Just wanted to add my experience on here too. We have had a similar experience at our school. My son scored very highly on all of his MAP subtests. Yet, the school didn't want to accelerate him in math and put him in an average level reading group. When I asked the school about this discrepancy, they gave me a lot of gobbledygook about how the MAP test only tests certain things and the in class assessment tests other things. Bottom line: the MAP test means nothing in our school (don't know why they are doing it) and the in class assessments mean everything.

Our school has worked to undermine achievement with my son and other gifties. There have been some scary passive aggressive attempts to make sure the gifties "even out". For example, in my son's class last year, there was a group of gifted/bright boys. For some reason they all got put into the same class. The other class had a mix of bright boys and girls. The boys in my son's class were pretty rough and tumble boys. The teacher regularly chose only VERY "girly" books for the boys to read. I think all children should read all kinds of books.

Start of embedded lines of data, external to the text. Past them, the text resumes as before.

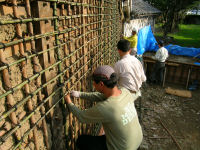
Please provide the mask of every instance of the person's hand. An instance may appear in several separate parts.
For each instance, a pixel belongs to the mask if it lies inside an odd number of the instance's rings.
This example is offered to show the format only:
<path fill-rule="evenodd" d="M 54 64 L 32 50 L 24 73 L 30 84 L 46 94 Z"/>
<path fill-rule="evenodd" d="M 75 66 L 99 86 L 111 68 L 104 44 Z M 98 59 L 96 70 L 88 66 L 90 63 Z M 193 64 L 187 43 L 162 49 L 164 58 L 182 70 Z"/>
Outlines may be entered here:
<path fill-rule="evenodd" d="M 70 92 L 70 95 L 71 95 L 72 97 L 79 98 L 79 97 L 80 97 L 80 92 L 79 92 L 79 91 L 71 91 L 71 92 Z"/>
<path fill-rule="evenodd" d="M 67 104 L 72 103 L 71 98 L 70 98 L 70 94 L 67 94 L 67 95 L 65 96 L 65 102 L 66 102 Z"/>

But the teacher intentionally chose, essentially, distasteful literature for this group of boys so that they wouldn't want to read them. When a few parents questioned the teacher about it she said that she chose those books because those boys were so "talented" that they should be able to read whatever she chose. She then continued to say that obviously they weren't so bright because they couldn't manage to "comprehend" her choices. (And whenever I asked my son what he was reading last year, he always said, "I don't know. Some story about princesses/ponies/slumber parties." He would never answer the written reading assessments because the books were "disgusting", lol.)